📂Number Theory

Fundamental Theorem of Arithmetic Proof

Theorem ¹

Every natural number $n >2$ has a unique prime factorization $n = p_{1} p_{2} \cdots p_{r}$. The order of the primes $p_{1} , p_{2} , \cdots , p_{r}$ is ignored.

Explanation

It may seem strange that a property we’ve naturally used since elementary school requires proof, but it is extremely important. The fact that this is so simple perhaps serves as evidence that it merits the name theorem.

Proof

Elementary Proof

Part 1. Existence

Given $2=2$ and $3= 3$, and $4 = 2^2$, there exists a unique prime factorization. For all possible $n$, let’s find the prime factorization, and say the last number is $N$. Here, $N+1$ could be a prime or a composite number, so let’s check both cases.

• Case 1. If $N+1$ is Prime
  If $N+1$ is a prime, then it is its own prime factorization.
• Case 2. If $N+1$ is Composite
  If $N+1$ is composite, it can be represented as the product of two natural numbers $N+1 = n_{1} n_{2}$.

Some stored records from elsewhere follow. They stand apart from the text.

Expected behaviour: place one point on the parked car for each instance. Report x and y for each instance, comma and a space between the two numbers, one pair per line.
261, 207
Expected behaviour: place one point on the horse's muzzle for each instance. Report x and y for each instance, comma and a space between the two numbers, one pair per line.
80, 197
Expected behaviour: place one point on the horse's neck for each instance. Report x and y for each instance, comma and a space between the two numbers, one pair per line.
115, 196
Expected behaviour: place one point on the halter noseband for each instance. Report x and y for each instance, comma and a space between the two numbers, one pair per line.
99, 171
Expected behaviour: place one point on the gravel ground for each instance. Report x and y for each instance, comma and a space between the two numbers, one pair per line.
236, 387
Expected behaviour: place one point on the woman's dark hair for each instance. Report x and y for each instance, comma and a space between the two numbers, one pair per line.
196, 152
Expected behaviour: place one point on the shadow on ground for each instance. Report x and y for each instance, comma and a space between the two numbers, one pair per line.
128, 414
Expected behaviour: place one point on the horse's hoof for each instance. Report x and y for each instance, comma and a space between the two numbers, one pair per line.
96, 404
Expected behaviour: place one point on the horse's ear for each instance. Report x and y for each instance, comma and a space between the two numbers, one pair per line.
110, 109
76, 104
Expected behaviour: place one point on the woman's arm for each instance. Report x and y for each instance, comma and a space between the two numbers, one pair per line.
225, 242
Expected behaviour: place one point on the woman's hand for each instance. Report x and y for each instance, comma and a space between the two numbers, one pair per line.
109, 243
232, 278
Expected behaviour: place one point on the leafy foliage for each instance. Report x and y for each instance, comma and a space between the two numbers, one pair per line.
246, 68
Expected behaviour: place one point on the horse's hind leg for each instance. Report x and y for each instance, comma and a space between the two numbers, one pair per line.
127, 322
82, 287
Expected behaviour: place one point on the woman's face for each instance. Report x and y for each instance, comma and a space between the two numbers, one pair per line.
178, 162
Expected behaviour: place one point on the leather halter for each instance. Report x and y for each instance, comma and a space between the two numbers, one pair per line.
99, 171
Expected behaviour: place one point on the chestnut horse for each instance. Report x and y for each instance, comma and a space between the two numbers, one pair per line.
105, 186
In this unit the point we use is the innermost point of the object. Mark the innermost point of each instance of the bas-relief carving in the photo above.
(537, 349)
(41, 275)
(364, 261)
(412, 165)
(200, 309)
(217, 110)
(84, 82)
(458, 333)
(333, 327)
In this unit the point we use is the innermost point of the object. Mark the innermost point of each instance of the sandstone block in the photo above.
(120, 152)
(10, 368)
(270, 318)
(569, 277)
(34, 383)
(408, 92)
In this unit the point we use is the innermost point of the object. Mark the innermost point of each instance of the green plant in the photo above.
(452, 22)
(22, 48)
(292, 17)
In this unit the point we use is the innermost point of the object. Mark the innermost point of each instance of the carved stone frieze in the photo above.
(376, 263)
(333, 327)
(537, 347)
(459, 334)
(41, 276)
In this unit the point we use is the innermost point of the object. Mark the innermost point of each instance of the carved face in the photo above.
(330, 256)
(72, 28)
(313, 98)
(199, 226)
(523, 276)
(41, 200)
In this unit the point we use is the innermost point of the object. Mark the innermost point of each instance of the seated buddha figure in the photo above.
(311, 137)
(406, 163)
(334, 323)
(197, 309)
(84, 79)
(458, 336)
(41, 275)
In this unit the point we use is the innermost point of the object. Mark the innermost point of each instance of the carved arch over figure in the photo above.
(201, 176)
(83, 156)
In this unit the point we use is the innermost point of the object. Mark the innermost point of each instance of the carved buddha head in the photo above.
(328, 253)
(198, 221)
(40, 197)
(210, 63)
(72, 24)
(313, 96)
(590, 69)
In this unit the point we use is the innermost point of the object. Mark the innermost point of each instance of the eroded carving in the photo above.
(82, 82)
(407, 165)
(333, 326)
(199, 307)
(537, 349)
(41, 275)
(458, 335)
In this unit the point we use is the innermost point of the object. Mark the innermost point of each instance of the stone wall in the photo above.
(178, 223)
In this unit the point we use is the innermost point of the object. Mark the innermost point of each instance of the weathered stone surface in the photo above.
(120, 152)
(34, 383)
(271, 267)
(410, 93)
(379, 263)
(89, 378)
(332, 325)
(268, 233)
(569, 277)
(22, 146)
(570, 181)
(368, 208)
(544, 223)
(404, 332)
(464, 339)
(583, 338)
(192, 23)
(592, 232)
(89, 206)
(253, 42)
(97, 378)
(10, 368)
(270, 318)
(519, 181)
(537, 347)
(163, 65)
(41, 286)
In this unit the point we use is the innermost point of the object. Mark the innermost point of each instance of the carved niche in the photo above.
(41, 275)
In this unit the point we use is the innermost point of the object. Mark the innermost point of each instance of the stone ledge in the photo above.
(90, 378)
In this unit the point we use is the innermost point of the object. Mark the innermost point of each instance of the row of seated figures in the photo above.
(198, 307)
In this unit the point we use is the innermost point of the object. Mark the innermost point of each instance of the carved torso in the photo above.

Since we’ve found the prime factorization for all natural numbers up to $N$, $$ n_{1} = p_{1} p_{2} \cdots p_{m} \\ n_{2} = q_{m+1} q_{m+2} \cdots q_{r} $$, by simply multiplying, we obtain $N+1 = p_{1} p_{2} \cdots p_{r}$, thus we can determine the prime factorization of $N+1$. Since we can find the prime factorization for $N+1$ in both cases, all natural numbers greater than $2$ have a prime factorization.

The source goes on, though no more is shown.